Evaluations on Standard Benchmarks. Initially, we evaluate DeepSeek-V2 Chat (SFT) and DeepSeek-V2 Chat (RL) on standard benchmarks. Notably, DeepSeek-V2 Chat (SFT) demonstrates substantial improvements in GSM8K, MATH, and HumanEval evaluations compared with its base version. This progress can be attributed to the inclusion of our SFT data, which comprises a considerable volume of math and code related content. In addition, DeepSeek-V2 Chat (RL) further boosts the performance on math and code benchmarks. We show more code and math evaluations in Appendix F.

As for the comparisons with other models, we first compare DeepSeek-V2 Chat (SFT) with Qwen1.5 72B Chat, and find that DeepSeek-V2 Chat (SFT) surpasses Qwen1.5 72B Chat on almost all of English, math, and code benchmarks. On Chinese benchmarks, DeepSeek-V2 Chat (SFT) demonstrates slightly lower scores than Qwen1.5 72B Chat on multi-subject multiple-choice tasks, consistent with the performance observed from their base versions. When compared with the state-of-the-art open-source MoE model, Mixtral 8x22B Instruct, DeepSeek-V2 Chat (SFT) exhibits better performance on most benchmarks, except for NaturalQuestions and IFEval. Furthermore, in comparison to the state-of-the-art open-source model LLaMA3 70B Chat, DeepSeek-V2 Chat (SFT) shows similar performance in code and math related benchmarks. LLaMA3 70B Chat exhibits better performance on MMLU and IFEval, while DeepSeek-V2 Chat (SFT) showcases stronger performance on Chinese tasks. Ultimately, DeepSeek-V2 Chat (RL) demonstrates further enhanced performance in both mathematical and coding tasks compared with DeepSeek-V2 Chat (SFT). These comparisons highlight the strengths of DeepSeek-V2 Chat in relation to other language models in various domains and languages.
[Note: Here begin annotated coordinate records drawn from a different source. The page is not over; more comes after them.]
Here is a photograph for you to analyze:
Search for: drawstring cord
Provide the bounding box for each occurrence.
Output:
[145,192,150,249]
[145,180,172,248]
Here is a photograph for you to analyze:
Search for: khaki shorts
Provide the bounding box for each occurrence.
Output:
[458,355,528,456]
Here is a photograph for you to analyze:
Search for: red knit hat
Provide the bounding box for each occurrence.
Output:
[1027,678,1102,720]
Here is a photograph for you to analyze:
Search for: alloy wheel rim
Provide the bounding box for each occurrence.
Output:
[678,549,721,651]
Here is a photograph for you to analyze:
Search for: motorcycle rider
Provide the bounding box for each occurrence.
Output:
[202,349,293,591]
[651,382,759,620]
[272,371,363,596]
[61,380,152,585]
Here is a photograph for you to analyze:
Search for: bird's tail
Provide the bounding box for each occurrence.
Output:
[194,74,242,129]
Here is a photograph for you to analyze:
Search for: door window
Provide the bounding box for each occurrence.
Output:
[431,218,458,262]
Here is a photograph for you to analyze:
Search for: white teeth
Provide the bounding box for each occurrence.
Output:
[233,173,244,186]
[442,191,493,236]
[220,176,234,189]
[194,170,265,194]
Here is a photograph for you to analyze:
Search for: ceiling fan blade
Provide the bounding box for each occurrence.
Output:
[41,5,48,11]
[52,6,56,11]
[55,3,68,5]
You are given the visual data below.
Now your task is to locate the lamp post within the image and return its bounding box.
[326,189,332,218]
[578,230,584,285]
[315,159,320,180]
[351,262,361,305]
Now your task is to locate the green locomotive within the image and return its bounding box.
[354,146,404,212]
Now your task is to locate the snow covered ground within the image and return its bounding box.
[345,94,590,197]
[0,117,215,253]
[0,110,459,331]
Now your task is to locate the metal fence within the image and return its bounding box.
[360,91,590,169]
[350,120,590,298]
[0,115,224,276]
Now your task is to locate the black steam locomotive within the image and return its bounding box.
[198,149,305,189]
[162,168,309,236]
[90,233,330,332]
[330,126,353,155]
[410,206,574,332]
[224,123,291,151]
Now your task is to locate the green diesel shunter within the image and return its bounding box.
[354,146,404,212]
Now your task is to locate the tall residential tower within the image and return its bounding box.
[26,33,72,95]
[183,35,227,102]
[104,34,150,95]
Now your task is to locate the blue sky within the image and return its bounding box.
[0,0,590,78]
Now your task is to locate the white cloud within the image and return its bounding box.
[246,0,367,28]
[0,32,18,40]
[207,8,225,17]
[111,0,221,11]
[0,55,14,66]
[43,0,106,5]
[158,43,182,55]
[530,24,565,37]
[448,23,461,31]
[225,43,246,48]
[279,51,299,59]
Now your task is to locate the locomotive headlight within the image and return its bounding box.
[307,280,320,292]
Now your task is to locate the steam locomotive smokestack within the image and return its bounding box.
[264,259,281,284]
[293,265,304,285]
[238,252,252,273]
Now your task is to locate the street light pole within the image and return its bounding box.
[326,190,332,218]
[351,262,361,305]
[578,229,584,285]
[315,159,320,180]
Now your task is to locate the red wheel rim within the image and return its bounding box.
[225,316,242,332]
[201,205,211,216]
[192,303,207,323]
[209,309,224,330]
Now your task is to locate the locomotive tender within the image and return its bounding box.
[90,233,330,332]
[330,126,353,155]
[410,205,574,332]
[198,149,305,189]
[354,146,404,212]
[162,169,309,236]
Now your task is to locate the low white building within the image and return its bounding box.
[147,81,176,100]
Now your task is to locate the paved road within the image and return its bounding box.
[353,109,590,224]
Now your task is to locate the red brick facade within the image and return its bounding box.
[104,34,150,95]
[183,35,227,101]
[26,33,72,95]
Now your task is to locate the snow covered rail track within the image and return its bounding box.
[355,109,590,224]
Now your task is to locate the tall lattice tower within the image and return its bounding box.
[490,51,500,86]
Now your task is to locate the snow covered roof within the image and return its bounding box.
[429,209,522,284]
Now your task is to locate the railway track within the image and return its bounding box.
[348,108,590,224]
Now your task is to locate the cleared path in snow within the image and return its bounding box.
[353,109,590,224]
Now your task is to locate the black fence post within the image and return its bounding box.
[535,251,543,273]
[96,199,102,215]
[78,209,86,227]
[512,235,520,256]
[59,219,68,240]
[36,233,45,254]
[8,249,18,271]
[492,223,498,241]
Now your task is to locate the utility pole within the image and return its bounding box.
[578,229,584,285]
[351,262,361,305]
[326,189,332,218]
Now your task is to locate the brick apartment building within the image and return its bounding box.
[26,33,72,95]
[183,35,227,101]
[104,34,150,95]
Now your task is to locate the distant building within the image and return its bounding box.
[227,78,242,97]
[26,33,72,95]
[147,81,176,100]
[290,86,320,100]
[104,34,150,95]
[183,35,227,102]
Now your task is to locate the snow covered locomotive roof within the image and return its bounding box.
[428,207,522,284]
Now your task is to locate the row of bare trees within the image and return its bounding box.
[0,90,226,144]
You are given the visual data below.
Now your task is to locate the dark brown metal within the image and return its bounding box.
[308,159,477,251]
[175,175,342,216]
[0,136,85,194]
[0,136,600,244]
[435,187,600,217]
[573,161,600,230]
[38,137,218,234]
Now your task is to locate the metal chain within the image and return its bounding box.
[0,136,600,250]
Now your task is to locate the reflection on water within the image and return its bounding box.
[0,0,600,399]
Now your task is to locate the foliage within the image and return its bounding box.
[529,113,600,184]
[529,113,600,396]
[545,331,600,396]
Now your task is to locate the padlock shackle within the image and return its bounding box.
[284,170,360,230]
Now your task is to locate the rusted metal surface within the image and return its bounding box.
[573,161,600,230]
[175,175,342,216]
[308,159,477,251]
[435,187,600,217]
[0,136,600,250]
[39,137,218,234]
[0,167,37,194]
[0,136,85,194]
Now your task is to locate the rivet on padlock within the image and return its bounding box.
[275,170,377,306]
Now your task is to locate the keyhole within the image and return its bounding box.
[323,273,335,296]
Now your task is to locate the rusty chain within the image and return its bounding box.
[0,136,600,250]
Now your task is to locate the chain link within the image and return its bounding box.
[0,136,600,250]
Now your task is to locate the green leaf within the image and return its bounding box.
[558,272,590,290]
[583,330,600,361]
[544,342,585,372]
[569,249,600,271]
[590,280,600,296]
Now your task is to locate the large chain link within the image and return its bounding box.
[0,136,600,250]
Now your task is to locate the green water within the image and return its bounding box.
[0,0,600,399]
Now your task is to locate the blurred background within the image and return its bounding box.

Evaluations on Open-Ended Generation. We proceed with additional evaluations of our models on open-ended conversation benchmarks. For English open-ended conversation generation, we utilize MT-Bench and AlpacaEval 2.0 as the benchmarks. Evaluation results presented in Table 4 demonstrate a significant performance advantage of DeepSeek-V2 Chat (RL) over DeepSeek-V2 Chat (SFT). This outcome showcases the effectiveness of our RL training in achieving improved alignment. In comparison to other open-source models, DeepSeek-V2 Chat (RL) demonstrates superior performance over Mistral 8x22B Instruct and Qwen1.5 72B Chat on both benchmarks. When compared with LLaMA3 70B Instruct, DeepSeek-V2 Chat (RL) showcases competitive performance on MT-Bench and notably outperforms it on AlpacaEval 2.0. These results highlight the strong performance of DeepSeek-V2 Chat (RL) in generating high-quality and contextually relevant responses, particularly in instruction-based conversation tasks.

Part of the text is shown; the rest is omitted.